BirdZerk! is the performance name of Dominic Latkovski, a professional mascot and entertainer known for appearances at American minor league baseball games. He is most known for his skits that revolve around pranking players, umpires, bat boys, and managers and his acrobatic, synchronized dances with his sidekicks BirdZerk Jr., BabyZerk!, BallZerk!, and DogZerk!. In 2008, BirdZerk! was named as the top minor league baseball promotional act by CNBC sports business columnist Darren Rovell.

== History ==
BirdZerk! was created by brothers, Dominic and Brennan Latkovski in 1998. Dominic got his start in 1990 as Triple-A Louisville Redbirds mascot, Billy Bird. Over the course of the first two seasons, Dominic would have younger brother, Brennan, play the antagonist roles such as an umpire, for on-field skits. In 1992, the two brothers obtained a booth at the MLB Trade Show and marketed the Billy Bird act. After success in their first year, Dominic says, "[The Redbirds] wanted me to sign a contract giving them a big portion of the money in exchange for using the name and the costume, and that's when we decided to break free and create a new character." In came BirdZerk!, a neon green, yellow and purple bird based on the costume the brothers were accustomed to performing inside as their former act.

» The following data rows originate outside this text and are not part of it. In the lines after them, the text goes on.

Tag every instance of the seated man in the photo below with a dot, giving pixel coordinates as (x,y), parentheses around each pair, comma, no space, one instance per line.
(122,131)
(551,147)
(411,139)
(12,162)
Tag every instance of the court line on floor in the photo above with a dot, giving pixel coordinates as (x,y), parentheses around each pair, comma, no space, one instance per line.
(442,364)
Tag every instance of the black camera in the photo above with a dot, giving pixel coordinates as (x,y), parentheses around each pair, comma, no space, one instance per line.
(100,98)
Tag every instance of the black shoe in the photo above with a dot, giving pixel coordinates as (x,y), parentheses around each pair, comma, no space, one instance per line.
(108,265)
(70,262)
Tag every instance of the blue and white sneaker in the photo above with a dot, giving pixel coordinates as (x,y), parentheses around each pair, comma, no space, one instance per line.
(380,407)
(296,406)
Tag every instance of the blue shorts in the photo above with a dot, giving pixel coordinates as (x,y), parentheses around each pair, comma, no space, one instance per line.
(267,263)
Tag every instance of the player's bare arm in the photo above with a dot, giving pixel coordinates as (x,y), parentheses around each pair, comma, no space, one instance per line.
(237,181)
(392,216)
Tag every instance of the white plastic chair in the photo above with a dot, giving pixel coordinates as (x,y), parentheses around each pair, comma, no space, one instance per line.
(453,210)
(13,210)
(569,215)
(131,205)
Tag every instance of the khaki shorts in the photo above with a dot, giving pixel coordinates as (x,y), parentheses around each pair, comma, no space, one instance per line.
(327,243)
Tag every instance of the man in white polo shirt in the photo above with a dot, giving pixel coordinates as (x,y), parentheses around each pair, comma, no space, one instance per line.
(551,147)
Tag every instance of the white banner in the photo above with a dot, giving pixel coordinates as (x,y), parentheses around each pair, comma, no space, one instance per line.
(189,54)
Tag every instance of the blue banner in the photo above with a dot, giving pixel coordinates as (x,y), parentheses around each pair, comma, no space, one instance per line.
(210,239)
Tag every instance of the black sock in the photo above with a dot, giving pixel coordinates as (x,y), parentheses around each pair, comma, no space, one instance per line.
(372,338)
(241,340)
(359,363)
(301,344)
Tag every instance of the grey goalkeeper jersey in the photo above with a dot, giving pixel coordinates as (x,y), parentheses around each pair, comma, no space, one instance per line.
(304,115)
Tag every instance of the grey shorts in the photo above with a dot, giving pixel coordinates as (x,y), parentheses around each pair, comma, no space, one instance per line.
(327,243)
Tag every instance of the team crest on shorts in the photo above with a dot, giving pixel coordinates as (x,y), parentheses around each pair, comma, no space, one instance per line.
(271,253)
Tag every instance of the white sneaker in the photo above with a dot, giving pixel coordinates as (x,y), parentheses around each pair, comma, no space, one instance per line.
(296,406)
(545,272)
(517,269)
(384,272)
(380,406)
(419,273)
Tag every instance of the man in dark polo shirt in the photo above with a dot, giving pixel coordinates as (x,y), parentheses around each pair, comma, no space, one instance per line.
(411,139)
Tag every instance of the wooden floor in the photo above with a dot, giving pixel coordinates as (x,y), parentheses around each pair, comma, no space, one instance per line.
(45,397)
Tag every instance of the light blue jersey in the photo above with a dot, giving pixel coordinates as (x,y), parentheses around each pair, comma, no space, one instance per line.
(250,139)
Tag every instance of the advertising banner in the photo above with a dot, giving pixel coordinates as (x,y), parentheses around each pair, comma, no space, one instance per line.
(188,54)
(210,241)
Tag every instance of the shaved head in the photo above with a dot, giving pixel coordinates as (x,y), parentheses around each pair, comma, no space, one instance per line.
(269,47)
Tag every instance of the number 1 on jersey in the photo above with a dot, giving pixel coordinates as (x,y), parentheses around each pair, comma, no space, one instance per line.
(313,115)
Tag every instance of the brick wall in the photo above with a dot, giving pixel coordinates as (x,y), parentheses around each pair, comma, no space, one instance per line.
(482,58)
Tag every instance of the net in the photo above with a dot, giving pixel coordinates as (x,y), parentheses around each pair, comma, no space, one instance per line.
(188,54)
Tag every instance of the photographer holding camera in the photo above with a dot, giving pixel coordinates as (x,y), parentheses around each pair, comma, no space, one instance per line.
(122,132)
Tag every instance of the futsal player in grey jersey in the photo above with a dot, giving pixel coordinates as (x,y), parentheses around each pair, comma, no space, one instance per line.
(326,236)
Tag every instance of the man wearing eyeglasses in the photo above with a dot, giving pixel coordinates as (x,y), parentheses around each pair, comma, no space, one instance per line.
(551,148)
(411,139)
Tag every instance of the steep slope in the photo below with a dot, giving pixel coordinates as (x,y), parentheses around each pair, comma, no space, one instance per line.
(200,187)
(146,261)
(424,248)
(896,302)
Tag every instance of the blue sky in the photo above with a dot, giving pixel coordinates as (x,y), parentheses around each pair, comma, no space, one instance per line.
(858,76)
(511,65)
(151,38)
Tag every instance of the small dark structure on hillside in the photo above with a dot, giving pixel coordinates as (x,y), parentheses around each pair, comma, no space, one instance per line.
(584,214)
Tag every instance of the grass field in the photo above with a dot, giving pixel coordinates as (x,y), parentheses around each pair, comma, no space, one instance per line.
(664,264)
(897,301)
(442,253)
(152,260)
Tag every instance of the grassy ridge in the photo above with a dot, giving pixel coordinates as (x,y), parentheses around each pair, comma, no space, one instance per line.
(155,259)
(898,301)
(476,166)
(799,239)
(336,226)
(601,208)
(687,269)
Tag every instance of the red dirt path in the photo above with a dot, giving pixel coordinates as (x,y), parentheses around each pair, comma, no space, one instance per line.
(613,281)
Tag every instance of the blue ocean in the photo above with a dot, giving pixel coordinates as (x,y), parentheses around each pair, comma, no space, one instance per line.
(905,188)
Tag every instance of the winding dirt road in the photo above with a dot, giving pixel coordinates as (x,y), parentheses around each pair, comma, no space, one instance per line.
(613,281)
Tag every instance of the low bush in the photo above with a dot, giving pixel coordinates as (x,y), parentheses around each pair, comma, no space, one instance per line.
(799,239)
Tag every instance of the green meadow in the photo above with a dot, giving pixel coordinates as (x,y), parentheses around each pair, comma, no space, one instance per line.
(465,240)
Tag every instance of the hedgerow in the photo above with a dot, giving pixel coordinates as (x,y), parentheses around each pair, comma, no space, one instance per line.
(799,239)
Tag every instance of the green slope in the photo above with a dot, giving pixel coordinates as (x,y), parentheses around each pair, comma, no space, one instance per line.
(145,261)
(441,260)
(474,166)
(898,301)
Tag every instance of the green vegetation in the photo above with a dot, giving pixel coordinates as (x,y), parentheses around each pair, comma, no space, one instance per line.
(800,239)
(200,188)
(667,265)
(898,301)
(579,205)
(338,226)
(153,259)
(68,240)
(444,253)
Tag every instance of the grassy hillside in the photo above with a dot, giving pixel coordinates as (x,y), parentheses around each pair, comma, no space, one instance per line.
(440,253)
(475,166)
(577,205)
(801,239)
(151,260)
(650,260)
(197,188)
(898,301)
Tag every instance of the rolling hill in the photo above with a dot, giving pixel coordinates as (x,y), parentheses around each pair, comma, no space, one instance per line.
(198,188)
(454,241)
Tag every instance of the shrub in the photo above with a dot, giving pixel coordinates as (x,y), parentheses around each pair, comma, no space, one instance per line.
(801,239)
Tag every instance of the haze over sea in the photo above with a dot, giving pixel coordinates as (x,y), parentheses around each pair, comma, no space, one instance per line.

=== 1992 MLB Trade Show ===
In 1991, the Louisville Redbirds were host to the Triple-A All-Star Game. Dominic and Brennan were able to showcase their Billybird act to the league's decision makers during the game. A year and a half later, Dominic and Brennan were able to obtain a booth at the 1992 MLB Trade Show after Dominic, age 21 at the time, parlayed a $6,000 profit from scalping Garth Brooks tickets. At the trade show, they marketed Billybird as the "New Bird on the Block" and began taking bookings. That first year, 48 shows were booked from teams all around the United States, Canada, and Mexico. This was in addition to the 72 home games Billybird appeared at that season.